Sedangkan ”haul Solo” merupakan istilah yang lazim dipakai untuk menyebut peringatan satu tahun wafatnya Habib Ali Alhasyi, penulis kitab Maulid Simtuddurar. Dalam buku Biografi Habib Ali Habsyi Muallif Simtuddurar (2010) dijelaskan Habib Ali dilahirkan di Qasam, sebuah kota di Hadramaut, pada 24 Syawal 1259 Hijriah atau tahun 1838 Masehi.

Advertisement

Pada usia 11 tahun ia hijrah ke Seiwun untuk memperdalam ilmu agama. Di kota itu pula Habib Ali berdakwah dan mengajar para penuntut ilmu. Banyak murid Habib Ali yang kemudian meneruskan ilmu yang mereka diperoleh, bukan hanya di kawasan Hadramaut, tetapi juga tersebar di Afrika dan Asia, termasuk di Indonesia.

Habib Ali Alhabsyi wafat di Seiwun pada usia 74 tahun, bertepatan dengan 20 Rabiulakhir 1333 Hijriah atau tahun 1912 Masehi. Pada tanggal itu–20 Rabiulakhir–secara rutin haul Solo digelar. Beberapa tahun terakhir, jemaah yang mengikuti haul dapat dikatakan relatif bertambah.
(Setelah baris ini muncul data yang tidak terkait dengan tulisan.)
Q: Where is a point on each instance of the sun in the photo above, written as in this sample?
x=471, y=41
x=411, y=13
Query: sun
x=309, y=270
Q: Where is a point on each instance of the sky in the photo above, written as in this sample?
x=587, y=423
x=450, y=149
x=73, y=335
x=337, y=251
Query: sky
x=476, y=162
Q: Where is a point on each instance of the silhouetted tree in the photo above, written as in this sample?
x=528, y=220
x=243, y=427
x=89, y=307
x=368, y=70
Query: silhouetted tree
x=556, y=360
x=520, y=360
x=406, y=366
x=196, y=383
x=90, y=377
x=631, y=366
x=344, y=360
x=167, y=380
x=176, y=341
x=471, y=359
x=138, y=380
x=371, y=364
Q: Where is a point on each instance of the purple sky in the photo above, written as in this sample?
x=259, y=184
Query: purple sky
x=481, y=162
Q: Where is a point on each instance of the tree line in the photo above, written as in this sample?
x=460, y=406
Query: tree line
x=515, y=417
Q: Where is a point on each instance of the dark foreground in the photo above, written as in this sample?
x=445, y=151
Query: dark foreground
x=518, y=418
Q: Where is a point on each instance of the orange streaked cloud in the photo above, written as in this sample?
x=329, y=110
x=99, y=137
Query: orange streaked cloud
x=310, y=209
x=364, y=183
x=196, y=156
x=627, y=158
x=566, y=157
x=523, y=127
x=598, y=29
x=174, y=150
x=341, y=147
Tidak hanya kalangan masyarakat Soloraya, melainkan juga masyarakat dari kota-kota lain di Indonesia.

Selanjutnya adalah: Terbukti dalam haul Solo tahun 2017

Advertisement

Haul Solo

Hal ini saya buktikan sendiri dalam haul Solo tahun 2017 lalu. Saya menjumpai jemaah dari Banjarmasin, Kalimantan Selatan. Mereka sengaja hadir untuk mengikuti haul, bukan urusan yang lain. Demikian pula dengan para habib (habaib) yang hadir banyak berasal dari dari luar Kota Solo, bahkan luar negeri seperti Malaysia, Singapura, dan Hadramaut.

Acara haul pada awalnya diselenggarakan oleh keturunan (durriyah) Habib Ali Alhabsyi yang berdomisili di Kota Solo. Semakin ramainya jemaah yang hadir dalam majelis haul menjadikan Pemerintah Kota Solo turut ambil bagian dalam menyukseskan acara tersebut. Komitmen itu diwujudkan dengan memasukkan haul Solo sebagai agenda tahunan pemerintah.
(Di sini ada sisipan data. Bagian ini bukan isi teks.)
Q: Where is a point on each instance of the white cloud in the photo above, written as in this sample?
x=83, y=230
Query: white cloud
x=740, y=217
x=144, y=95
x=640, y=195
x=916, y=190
Pemerintah Kota Solo menyadari setiap kali acara haul Solo digelar, geliat ekonomi di Kota Solo meningkat pesat dalam hitungan hari. Berbagai sektor yang mencakup dari jasa penginapan, transportasi, kuliner, toko kelontong, sampai pusat perbelanjaan turut menikmati dampak acara haul.

Advertisement

Secara garis besar, umumnya masyarakat yang melakukan tradisi selamatan atau haul adalah kelompok muslim tradisional atau kultural. Kelompok ini didefinisikan sebagai komunitas yang mewujudkan diri mereka secara substantif dalam lembaga-lembaga kebudayaan dan peradaban Islam.

Dalam hal ini Islam kultural dapat terwujud dalam bidang dakwah, pendidikan, pesantren, seni, dan kebudayaan. Secara lebih sempit lagi, Islam kultural identik dengan “Islam ritual” atau “Islam masjid” yang tidak ada hubungannya dengan politik dan kekuasaan (Azyumardi Azra, 2009).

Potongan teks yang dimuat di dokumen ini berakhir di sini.